Dördüncü yüzyılın sonunda Japonya ve Kore Yarımadasındaki krallıklar arasında temas kurulmuştu. Bu tarihten sonra Japonya´da Çin´in kültür etkileri görüldü. Önce Konfüçyüs dini ve sonra Budizm, Hindistan, Çin, Kore yoluyla 538 yılında Japonya’ya girmişti.
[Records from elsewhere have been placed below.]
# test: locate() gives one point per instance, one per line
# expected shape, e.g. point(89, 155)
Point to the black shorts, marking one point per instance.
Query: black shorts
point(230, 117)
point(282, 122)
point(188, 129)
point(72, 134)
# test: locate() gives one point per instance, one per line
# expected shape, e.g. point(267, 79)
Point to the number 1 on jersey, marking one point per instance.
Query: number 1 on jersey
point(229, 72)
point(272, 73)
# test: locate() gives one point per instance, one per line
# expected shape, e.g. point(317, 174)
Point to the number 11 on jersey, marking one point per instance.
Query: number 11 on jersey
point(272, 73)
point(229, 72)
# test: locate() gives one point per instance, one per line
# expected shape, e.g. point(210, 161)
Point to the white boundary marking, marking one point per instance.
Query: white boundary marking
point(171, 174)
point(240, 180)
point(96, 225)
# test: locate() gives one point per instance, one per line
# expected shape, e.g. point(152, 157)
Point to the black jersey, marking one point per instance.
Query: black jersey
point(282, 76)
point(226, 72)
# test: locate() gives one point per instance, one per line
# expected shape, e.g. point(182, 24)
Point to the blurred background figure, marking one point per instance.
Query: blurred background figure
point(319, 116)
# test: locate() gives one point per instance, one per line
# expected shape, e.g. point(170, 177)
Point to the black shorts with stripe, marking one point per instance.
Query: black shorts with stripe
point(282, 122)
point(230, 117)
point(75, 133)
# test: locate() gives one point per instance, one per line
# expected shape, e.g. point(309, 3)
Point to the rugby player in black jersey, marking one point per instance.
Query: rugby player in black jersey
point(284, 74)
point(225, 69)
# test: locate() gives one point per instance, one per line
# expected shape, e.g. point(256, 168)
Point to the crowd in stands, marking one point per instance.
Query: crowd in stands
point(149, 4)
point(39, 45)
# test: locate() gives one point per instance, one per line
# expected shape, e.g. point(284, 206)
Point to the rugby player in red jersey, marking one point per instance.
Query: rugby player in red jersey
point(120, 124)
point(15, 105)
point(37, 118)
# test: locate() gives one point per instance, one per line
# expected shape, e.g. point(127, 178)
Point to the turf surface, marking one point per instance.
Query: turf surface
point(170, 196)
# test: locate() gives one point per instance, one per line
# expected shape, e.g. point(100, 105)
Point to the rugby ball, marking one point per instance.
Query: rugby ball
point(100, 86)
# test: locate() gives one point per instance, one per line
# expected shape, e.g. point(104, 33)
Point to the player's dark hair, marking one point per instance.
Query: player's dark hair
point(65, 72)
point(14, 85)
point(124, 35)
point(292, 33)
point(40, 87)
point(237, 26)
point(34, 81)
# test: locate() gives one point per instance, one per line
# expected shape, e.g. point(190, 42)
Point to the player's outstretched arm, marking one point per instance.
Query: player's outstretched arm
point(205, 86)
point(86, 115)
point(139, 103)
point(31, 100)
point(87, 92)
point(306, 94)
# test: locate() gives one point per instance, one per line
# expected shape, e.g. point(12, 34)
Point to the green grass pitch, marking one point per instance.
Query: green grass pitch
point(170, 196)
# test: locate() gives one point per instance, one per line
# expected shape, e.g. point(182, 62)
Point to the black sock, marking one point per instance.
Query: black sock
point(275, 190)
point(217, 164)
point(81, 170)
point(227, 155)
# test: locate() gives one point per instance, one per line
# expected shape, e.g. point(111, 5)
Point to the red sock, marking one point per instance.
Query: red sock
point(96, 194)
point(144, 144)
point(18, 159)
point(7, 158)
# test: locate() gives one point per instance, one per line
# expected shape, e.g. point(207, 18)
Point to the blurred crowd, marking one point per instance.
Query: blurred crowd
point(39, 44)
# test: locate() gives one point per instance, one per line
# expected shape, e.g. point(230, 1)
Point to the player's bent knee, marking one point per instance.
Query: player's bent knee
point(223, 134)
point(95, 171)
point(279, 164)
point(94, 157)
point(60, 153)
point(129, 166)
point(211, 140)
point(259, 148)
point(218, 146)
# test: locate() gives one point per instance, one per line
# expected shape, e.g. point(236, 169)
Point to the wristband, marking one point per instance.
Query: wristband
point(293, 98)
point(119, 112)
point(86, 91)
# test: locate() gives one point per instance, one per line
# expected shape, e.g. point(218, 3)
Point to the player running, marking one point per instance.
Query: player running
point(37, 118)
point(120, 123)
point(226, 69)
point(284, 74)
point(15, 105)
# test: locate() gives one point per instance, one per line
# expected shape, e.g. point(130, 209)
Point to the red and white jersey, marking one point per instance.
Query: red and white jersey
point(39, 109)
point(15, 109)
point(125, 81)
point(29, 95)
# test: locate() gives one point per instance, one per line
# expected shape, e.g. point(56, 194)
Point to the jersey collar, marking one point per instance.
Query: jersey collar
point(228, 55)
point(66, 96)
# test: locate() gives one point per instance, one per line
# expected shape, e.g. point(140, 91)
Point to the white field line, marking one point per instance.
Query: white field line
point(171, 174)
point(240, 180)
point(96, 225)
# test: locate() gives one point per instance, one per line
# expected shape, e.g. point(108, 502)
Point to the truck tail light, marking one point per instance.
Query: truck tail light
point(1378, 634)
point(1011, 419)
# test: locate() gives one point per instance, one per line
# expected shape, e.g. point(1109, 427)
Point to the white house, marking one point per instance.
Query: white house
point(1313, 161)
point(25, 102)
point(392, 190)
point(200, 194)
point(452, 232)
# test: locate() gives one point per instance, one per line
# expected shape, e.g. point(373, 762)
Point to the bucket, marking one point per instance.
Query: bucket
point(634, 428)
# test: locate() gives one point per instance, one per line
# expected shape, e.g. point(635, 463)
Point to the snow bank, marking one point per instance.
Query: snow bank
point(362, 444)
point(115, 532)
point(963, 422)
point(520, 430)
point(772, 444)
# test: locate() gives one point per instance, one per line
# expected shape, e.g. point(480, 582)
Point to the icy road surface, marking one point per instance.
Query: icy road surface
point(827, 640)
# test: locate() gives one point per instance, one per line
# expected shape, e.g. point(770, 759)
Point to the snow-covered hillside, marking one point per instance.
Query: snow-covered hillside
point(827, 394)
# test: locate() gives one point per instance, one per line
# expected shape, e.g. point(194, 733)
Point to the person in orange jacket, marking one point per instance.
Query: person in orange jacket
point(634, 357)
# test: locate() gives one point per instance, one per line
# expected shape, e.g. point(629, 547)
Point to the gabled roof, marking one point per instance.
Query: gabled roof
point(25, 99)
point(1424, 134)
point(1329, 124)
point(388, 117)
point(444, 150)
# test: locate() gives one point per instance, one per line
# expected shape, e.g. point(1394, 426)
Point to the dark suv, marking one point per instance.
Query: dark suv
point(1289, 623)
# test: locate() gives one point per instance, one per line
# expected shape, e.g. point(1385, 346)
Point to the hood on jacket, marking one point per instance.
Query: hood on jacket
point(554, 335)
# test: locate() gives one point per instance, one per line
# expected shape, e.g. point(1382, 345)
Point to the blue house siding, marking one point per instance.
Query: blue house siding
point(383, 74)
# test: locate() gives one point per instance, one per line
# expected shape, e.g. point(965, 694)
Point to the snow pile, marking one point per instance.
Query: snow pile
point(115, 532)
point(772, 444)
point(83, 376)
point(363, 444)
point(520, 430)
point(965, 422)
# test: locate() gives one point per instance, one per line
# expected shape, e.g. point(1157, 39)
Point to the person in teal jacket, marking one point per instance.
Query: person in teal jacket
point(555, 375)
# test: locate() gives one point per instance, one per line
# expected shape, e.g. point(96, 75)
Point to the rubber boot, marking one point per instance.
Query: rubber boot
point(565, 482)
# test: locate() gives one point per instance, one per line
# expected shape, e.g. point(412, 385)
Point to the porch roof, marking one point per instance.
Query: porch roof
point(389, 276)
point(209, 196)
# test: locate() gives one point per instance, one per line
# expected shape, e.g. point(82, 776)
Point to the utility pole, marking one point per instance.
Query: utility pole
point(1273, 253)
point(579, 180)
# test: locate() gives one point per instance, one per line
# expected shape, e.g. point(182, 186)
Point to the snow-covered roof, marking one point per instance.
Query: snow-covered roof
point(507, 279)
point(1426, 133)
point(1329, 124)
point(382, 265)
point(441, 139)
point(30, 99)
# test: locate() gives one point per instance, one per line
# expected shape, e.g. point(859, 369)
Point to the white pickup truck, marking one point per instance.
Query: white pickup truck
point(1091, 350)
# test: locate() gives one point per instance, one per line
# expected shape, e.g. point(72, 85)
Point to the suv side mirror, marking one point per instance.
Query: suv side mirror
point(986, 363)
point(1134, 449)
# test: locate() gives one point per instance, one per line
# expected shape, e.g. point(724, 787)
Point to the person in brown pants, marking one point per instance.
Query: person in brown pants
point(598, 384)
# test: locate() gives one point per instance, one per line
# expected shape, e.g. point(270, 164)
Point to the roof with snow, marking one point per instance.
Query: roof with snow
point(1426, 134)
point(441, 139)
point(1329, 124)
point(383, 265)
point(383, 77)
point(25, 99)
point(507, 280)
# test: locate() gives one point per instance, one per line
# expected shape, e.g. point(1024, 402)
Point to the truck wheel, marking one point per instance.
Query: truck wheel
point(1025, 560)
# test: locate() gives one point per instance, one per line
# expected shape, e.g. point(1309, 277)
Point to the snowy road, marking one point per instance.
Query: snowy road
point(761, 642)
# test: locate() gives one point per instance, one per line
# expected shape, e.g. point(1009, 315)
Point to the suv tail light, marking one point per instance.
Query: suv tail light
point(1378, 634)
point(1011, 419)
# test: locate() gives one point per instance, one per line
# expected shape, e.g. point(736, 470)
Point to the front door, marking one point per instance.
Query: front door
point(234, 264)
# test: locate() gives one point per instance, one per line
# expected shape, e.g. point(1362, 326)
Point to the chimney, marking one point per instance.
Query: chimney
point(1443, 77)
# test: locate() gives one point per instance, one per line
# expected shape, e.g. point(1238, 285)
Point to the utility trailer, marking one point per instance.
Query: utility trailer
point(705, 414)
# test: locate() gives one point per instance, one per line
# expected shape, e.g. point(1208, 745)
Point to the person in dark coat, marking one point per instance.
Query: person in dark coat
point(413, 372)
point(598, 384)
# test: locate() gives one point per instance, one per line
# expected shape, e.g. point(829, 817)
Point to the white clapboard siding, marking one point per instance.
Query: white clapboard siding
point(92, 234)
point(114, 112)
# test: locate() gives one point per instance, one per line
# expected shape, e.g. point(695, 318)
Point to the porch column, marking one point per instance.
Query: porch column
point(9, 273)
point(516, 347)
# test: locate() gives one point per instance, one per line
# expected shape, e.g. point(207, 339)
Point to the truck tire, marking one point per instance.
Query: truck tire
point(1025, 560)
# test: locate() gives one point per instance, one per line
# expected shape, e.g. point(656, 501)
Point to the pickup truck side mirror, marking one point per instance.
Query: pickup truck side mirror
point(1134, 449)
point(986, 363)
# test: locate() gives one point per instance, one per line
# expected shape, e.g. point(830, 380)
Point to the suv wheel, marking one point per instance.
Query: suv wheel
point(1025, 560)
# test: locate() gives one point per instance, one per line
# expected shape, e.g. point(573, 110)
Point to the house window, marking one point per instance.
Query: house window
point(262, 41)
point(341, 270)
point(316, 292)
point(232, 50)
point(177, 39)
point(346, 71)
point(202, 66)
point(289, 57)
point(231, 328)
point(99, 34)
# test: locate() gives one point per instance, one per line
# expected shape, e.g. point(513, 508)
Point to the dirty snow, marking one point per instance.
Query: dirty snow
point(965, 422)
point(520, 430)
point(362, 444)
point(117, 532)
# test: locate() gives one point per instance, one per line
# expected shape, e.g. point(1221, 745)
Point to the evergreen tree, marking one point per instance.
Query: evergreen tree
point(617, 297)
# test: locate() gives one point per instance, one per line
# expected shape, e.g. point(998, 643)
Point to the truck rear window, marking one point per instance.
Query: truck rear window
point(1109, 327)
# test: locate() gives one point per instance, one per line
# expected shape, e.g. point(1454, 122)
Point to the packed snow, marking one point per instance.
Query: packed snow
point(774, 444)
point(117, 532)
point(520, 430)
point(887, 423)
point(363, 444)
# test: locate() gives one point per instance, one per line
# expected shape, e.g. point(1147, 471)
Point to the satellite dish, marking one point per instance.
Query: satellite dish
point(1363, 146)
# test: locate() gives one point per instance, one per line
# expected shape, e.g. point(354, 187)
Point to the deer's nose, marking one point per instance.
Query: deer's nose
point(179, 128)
Ülkenin ilk ve devamlı hükumet merkezi 8. yüzyılın başında Nara´da kuruldu. 710 ile 784 yılları arasında 74 sene bu imparatorluk devam etti. 794 yılında ise Kyoto´da yeni bir hükumet merkezi kuruldu. Burası bin yıl kadar imparatorun oturduğu yer olmuştur. Başkentin Kyoto´ya taşınması, 1192 yılına kadar devam etmiş olan Heian devrinin başlangıcı olmuştur.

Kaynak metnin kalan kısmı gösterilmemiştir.